Yes, validate's memory leak is well known and the rest of this reply is not pleasant to read either. validate is meant (current design and implementation) to be restarted each time for a batch of items; meaning, it leaks memory so exiting the process is the best cleanup. One user has 2+ million labels and had to increase the heap size to 64 GB or more to get the job done. Making the heap large enough to accommodate the full job or spawning validate as a new java process are unsatisfying but the shortest and most robust path to a solution.

The regression/unit test makes a minor attempt to clean up behind itself (the clean up calls you list), but it is only good enough to run through the suite of tests; meaning, those calls are not perfect and no substitute for shutting validate down and restarting. Part of the issue is that some third party units, like schematron, have its own permanent memory (leaks over labels because it is never released) that is outside the control of validate. Given the number of labels that some user process, any of these leaks will eventually become dominate/noticeable.

The predominate memory leak is the philosophy of validate. It makes the assumption that all labels when launched belong to a cohort that needs to be crossed analyzed. There are lots of caches, like schematron, that use this cache to prevent long operations, downloading the schematron, from dominating. validate itself does the same with content in the label like the lidvid and the URL to fetch it are retained. These then get stored in forever lists that are never clean up because if more labels are found those cross links are thought to be necessary.

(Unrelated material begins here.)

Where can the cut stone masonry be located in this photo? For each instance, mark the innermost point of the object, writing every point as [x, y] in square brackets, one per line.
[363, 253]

Therefore, validate does not reclaim them until all labels are found which is defined by validate exiting. Not a good design for you, but the one that exists and it is very clear without ambiguity when to reclaim all memory.

daniel-rincon-garcia commented 2 months ago

Thank you both very much for the detailed explanation of the problem and for the suggested idea to increase the heap size. For the moment, we restart each time the process to avoid the memory leak.

msbentley commented 2 months ago

I wonder if some combination of switches could help in our case? In particular I would note that due to the "operational" way in which we are archiving we:

It sounds like our use case could in principle avoid many of the issues above, if we use the right switches, and if those switches indeed avoid those issues at the software level?

Edit: The only thing I can see right now is --skip-context-reference-check since by default the rule is already pds4.label, so perhaps there is not much to gain here?

al-niessner commented 2 months ago

Restart is the more robust approach. It is also preferred. If you are trying to clear all caches for memory performance, then restarting adds no appreciable start up overhead to the clearing of memory - going to reload from network or disk everything either way.

Whether you download from the network or read from disk, the third party libraries always cache. It will always save you time to read from disk though because the bus is faster, but makes no difference in memory usage.

Skipping reference checking switch does exactly that and only that. It does not prevent the collection of the information for reference checking because it is also needed for reporting and aggregate labels. Again, may save you some time but will not have much if any impact on memory usage.

jordanpadams commented 2 months ago

@msbentley @daniel-rincon-garcia we will work to improve our documentation here as well to note that it recommended to batch validate executions to avoid this out of memory issue. The size of the batch is dependent upon the size of the memory you are able to allocate to the JVM.